Unsheltered Moments L.A. – part 1

26-01-2022
Los Angeles, USA
Wir möchten Ihnen einige der Menschen vorstellen, die wir diesen Winter getroffen haben, als wir in Los Angeles waren und 530 Shelterbags aus unserer sozialen Fabrik in Kapstadt dabei hatten. Mindestens 63.706 Menschen sind derzeit im Los Angeles County obdachlos. Die COVID-19-Pandemie hat nur weitere Herausforderungen mit sich gebracht, wobei die bezahlbare Wohnraumverfügbarkeit und die verringerte Kapazität in Unterkünften zu Zeltlagern in der gesamten Stadt beigetragen haben.

Edward

Über unseren Vertriebspartner Project Ropa haben wir Edward kennengelernt. Er lebt seit anderthalb Jahren auf der Straße in Los Angeles.

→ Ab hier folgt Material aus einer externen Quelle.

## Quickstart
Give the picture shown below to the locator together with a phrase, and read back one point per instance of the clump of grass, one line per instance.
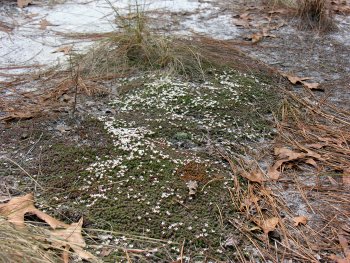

Edward benutzt seinen Shelterbag inzwischen seit ein paar Monaten. Er schläft vor einer Kirche gegenüber dem Echo Park. Auf dem Gelände hängen Überwachungskameras, die ihm nachts ein Gefühl von Sicherheit geben. Er ist sehr angetan vom Design des Shelterbags. Edward bleibt dadurch mobil, und das Einzige, was er tragen muss, ist sein Skateboard.

„Der Shelterbag macht einen großen Unterschied im Vergleich zu einem Stück Karton und einer Decke. Jeder versucht, COVID-19 zu überleben. Manche Menschen bleiben drinnen, andere sind draußen. Aber jeder ist ein Mensch, weißt du. Sei einfach nett, das ist alles, was ich tue.“
- Edward -

Mercedes

Als wir Mercedes (Spitzname „Danger“) kennenlernten, reparierte sie gerade ihr zerrissenes Zelt mit Nadel und Faden. In ihrem Zelt lagen weder eine Matratze noch eine Decke. Als wir sie eine Woche zuvor besucht hatten, stand ihr Zelt noch gar nicht. Sie war gerade angekommen, um die Angebote von The ReFresh Spot auf der gegenüberliegenden Straßenseite nutzen zu können. (Dies ist ein Projekt von Homeless Healthcare, das von der Gemeinschaft getragen wird. Es bietet den Bewohnern von Skid Row Zugang zu Toiletten, Duschen, einer Wäscherei und weiteren Dienstleistungen.)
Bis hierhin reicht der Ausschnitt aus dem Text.